In both groups, regional kyphosis (Cobb angle) showed significant improvement immediately after surgery, which was maintained until the last follow up, compared with preoperative regional kyphosis. Postoperative correction loss showed no significant difference between the two groups at the final follow-up. In the percutaneous surgery group, there were significant declines of intraoperative blood loss, and operation time compared with the open surgery group. Clinical results showed that the percutaneous surgery group had a lower VAS score and a better LBOS at three months and six months after surgery; however, the outcomes were similar in the last follow-up.

CONCLUSIONS

Both open and percutaneous short-segment pedicle fixation were safe and effective for treatment of TLBF. Although both groups showed favorable clinical and radiologic outcomes at the final follow-up, PPSF without bone graft provided earlier pain relief and functional improvement, compared with open TPSF with posterolateral bony fusion. Despite several shortcomings in this study, the result suggests that ongoing use of PPSF is recommended for the treatment of TLBF.

摘要

背景

自从椎弓根螺钉-棒系统问世以来,短节段椎弓根螺钉固定已广泛应用于胸腰椎爆裂性骨折(TLBF)。最近,经皮椎弓根螺钉固定(PPSF)系统已被引入脊柱外科;并且已成为治疗退行性脊柱疾病的常用方法。然而,关于不融合的经皮短节段螺钉固定治疗 TLBF 的疗效的临床报道很少。本研究的目的是确定不融合的短节段 PPSF 与开放短节段椎弓根螺钉固定加骨融合治疗 TLBF 的疗效和安全性。

方法

本研究纳入 2003 年 12 月至 2009 年 10 月期间接受经皮(n = 32)或开放(n = 27)短节段椎弓根螺钉固定治疗 TLBF 的 59 例患者。在术前、术后即刻和末次随访时拍摄侧位胸腰椎 X 线片评估脊柱的恢复情况。对于影像学参数,采用 Cobb 角、椎体楔形角和椎体压缩比进行评估。

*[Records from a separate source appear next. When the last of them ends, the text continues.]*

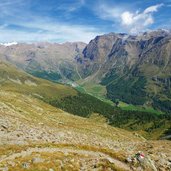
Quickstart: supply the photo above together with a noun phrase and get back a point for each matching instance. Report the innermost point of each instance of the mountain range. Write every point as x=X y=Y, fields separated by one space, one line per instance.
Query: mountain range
x=61 y=104
x=134 y=69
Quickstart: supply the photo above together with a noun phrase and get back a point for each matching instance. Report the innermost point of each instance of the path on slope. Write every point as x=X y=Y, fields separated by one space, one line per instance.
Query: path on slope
x=89 y=153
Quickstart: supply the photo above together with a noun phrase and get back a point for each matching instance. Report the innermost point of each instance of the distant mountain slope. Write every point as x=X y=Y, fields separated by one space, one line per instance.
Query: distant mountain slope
x=51 y=61
x=134 y=69
x=68 y=99
x=37 y=136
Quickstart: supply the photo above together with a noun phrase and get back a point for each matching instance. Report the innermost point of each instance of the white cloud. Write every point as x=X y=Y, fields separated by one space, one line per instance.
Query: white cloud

对于患者的疼痛和功能评估,采用视觉模拟评分(VAS)、Frankel 分级系统和下腰痛结局评分(LBOS)进行测量。还评估了手术时间和术中出血量。

结果

两组患者术后即刻区域后凸角(Cobb 角)均有显著改善,且与术前区域后凸角相比,直至末次随访时均保持稳定。两组末次随访时的术后矫正丢失无显著差异。与开放手术组相比,经皮手术组术中出血量和手术时间明显减少。临床结果表明,术后 3 个月和 6 个月,经皮手术组的 VAS 评分和 LBOS 较低;然而,末次随访时结果相似。

结论

开放和经皮短节段椎弓根固定治疗 TLBF 均安全有效。尽管两组患者在末次随访时均获得了良好的临床和影像学结果,但与开放 TPSF 加后外侧骨融合相比,PPSF 不植骨可更早缓解疼痛和改善功能。尽管本研究存在一些局限性,但结果表明,PPSF 可推荐用于 TLBF 的治疗。